The streets of some Illawarra suburbs will be quieter and greener next time the rubbish is collected, with the country’s first hydrogen-powered garbage truck now in action.
The carbon emission-free truck made history on Tuesday (17 October) when it completed its first scheduled residential waste collection.
Remondis’ Fuel Cell Electric Vehicle (FCEV) relies on hydrogen, which combines with air to generate electricity for motor function. Only water vapour is emitted, and nothing harmful to the environment. It’s also significantly quieter than diesel trucks.
Remondis Australia CEO Bjorn Becker said the truck going into formal operation was historic.
“We’re demonstrating that carbon-free transport can and does work in industrial settings,” Mr Becker said.
“We’re hopeful that this is the start of a bigger journey whereby companies around the world follow Remondis’ lead and turn to fleet decarbonisation.
“This should be likely as economies of scale take effect, making the take-up of such technology the norm and not the exception.”
Remondis NSW South Coast region manager Chris Wade said the truck would be fine-tuned through collaboration with its maker, Hyzon Motors, in coming months.
“The ultimate aim is to have the hydrogen truck matching our current diesel trucks in all facets,” Mr Wade said.
“That includes completing about 1000 bin lifts over about eight hours.
“Trial runs in recent months have been promising, giving us confidence to put the truck into formal operation, serving many of the 300,000 residents in the region.
“Putting the truck through full commercial paces will give us additional information and enable adjustments to be made if necessary.
“With distinctive markings indicating that it is hydrogen powered, the truck will be deployed across all areas of the Illawarra to give every resident a zero-emission service and a chance to experience this moment of history.”
The recent launch of the Coregas H2 station in Port Kembla, Australia’s first hydrogen refuelling station for heavy vehicles, has been pivotal in enabling the truck to begin operations.
It’s expected the hydrogen truck would be refuelled daily, with each refuelling stop taking about 15 minutes.
Trials have shown the truck can travel about 200 km and complete full waste-collection runs without refuelling, the same as conventional diesel trucks.
The truck will result in the annual saving of 25,000 litres of diesel fuel – the amount used by a conventional diesel-powered waste-collection truck of this size.

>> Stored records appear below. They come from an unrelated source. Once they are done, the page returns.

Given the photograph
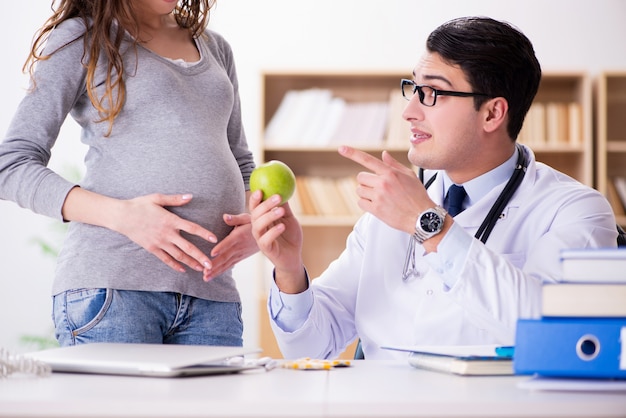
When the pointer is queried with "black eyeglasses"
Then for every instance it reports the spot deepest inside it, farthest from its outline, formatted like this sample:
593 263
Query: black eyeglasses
427 94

Up to 75 tonnes of carbon emissions would also be eliminated each year.
The truck has been developed by Hyzon in partnership with Superior Pak, one of Australia’s leading manufacturers of world-class mobile waste-collection and compaction equipment, to ensure both body and engine meet the resource recovery industry’s unique operational needs.
Hyzon Motors president of international operations John Edgley said global industries were watching the Illawarra developments closely.

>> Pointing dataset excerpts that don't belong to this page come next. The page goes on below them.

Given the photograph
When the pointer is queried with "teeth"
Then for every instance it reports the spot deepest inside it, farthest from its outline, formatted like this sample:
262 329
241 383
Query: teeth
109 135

“Today’s announcement is a real game changer for the world’s decarbonisation journey,” Mr Edgley said.
“We’re making it very clear that we’ve got a product now, the first product that’s been designed locally, that’s ready to go into market.
“This step forward will give more confidence that as a trucking sector, we can start transitioning larger fleets in companies that have thousands of vehicles.”
The Wollongong and Shellharbour city councils, which contract to Remondis, applauded the move.